From Open Annotation Collaboration

Jump to: navigation, search

Contents

Hennie Brugman

Technical Coordinator, CATCHPlus Project

Meetens Institute, Royal Netherlands Academy for Arts and Sciences

Using the OAC Model for Annotation Interoperability

Project Description

Since 2005 the CATCH research program funds research projects that are hosted by large Dutch cultural heritage institutions. Among these are the Rijksmuseum Amsterdam, the Dutch Royal Library, the Dutch National Archive, the central archive of the public broadcasting corporations (Sound and Vision), and several other archives, museums and libraries. The program initially mainly supported applied computer science research addressing the needs of collection managers. The focus is currently shifting towards e-Humanities research on digital cultural heritage collections, supported by innovative computer science. Currently there are 14 CATCH projects and there are more to come.

CATCH project teams all included programmers that delivered demonstrators and research prototypes. In 2009, the CATCHPlus valorization project was started with the task to turn CATCH research software into quality software that can be applied and sustainably maintained by the Dutch cultural heritage community. CATCHPlus is a 3-year project funded by the Dutch Ministry of Science (OC&W), the Netherlands Organization for Scientific Research (NWO), and the Dutch Ministry of Economic Affairs.

CATCHPlus tools and web services from 8 subprojects are required to operate as parts of the Dutch digital cultural heritage infrastructure. This is accomplished by collaborative work on the use of vocabularies, metadata standardization and publication, workspaces, user profiles, persistent identifiers and: annotations.

CATCHPlus tools and services are primarily intended for use by cultural heritage professionals and (humanities) researchers, but also visitors of online cultural heritage will benefit.

Annotations in CATCHPlus

A wide range of annotations plays a role in CATCHPlus use cases:

  • Complete digital resources are annotated with ‘traditional’ textual metadata records, with textual or semantic values.
  • Segments of plain and semi-structured textual resources are annotated with text values, semantic values or elements from controlled vocabularies. This sometimes results in complex linguistic annotations over several connected tiers.
  • Scanned handwritten documents are annotated with transcription text. The transcriptions are aligned with the scan images at line or word levels.
  • Annotations are annotated with images: for example, handwritten ‘word zones’ are annotated with 2D graphical representations of image data.
  • Audio recordings are annotated with text generated by automatic speech recognition, or by automatic speech alignment processes.
  • Radio and television programs are described at scene level.
  • Annotations (and annotation values) can be further annotated: for example, segments of transcription texts from automatic speech

recognition can be further annotated with semantic annotations.

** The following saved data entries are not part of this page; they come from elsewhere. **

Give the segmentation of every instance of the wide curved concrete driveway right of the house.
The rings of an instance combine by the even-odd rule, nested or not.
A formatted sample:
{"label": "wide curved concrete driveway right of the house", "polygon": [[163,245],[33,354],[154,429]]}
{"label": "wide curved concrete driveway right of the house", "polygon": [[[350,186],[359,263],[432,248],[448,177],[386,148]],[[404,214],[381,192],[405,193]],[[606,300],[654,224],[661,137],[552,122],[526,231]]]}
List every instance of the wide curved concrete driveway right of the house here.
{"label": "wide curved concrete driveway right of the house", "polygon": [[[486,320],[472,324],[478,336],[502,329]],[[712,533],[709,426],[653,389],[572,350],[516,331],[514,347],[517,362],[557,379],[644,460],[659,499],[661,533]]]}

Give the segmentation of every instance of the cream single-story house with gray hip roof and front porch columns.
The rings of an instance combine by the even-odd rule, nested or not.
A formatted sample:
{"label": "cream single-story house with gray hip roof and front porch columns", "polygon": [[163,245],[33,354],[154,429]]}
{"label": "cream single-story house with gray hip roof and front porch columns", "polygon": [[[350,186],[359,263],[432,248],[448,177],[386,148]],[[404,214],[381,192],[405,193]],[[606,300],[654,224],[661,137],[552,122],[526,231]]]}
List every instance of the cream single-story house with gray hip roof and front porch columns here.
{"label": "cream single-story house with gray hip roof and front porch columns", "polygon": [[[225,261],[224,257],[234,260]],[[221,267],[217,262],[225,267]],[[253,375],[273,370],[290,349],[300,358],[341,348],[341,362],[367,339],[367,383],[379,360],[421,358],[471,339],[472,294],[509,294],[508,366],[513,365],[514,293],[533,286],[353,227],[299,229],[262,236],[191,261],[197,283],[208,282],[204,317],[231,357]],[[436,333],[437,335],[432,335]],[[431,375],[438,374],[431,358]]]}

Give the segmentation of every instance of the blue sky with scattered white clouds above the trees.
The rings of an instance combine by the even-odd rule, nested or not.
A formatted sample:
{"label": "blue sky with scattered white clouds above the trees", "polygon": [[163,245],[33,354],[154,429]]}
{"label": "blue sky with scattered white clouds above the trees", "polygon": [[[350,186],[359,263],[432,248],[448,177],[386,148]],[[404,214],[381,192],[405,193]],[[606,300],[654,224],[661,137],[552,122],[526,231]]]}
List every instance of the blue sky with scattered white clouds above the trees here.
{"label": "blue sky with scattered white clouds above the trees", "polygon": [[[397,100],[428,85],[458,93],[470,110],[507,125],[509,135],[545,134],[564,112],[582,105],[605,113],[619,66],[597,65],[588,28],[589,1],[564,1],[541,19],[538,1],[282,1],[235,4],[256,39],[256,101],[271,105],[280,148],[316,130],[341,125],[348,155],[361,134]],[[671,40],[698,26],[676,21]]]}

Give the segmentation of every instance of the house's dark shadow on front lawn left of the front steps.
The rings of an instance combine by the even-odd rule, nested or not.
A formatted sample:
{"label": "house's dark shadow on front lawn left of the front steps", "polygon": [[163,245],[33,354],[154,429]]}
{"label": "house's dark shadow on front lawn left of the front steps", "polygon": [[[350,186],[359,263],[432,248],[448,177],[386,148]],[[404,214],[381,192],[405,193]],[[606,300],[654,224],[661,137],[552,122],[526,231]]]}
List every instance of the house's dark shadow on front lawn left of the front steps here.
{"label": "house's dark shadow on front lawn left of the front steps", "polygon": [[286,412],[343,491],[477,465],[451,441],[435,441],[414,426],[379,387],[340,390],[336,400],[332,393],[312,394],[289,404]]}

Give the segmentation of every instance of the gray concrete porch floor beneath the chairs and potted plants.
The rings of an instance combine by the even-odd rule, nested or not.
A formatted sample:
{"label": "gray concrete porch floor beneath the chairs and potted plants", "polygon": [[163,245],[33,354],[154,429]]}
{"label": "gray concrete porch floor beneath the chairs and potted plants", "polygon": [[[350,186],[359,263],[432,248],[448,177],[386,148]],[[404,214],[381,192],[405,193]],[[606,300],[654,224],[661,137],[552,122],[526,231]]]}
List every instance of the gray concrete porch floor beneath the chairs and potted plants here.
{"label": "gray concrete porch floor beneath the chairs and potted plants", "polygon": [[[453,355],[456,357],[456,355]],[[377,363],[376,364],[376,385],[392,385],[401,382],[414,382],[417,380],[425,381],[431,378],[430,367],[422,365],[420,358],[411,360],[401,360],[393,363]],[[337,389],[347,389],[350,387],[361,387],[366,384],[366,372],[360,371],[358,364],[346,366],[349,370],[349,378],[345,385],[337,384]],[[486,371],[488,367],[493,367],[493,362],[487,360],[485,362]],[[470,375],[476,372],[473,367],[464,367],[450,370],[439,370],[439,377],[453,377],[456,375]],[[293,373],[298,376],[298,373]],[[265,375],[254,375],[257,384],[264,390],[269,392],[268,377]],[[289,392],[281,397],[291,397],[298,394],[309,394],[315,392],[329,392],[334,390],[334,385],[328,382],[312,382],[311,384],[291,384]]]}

CATCHPlus will collect heterogeneous annotations of (segments of) digital objects from different cultural heritage collections and institutions in a shared annotation repository. Such a repository has several advantages, one of them being that it forms a searchable index across cultural heritage collections, leading users directly to the right parts of objects. There are several other use cases for this repository.

Concrete tasks currently at hand are to agree on a sufficiently powerful annotation model and format, and to design and implement the repository and a REST web service to access it.

Our intention was to use the model presented in (Brugman, Malaisé & Hollink, 2008) as the basis for format and web service design. Since this model appears to be quite similar to the Open Annotation model, it will be very interesting to investigate in detail how the two models align. Open Annotation might very well cover all or most of our requirements.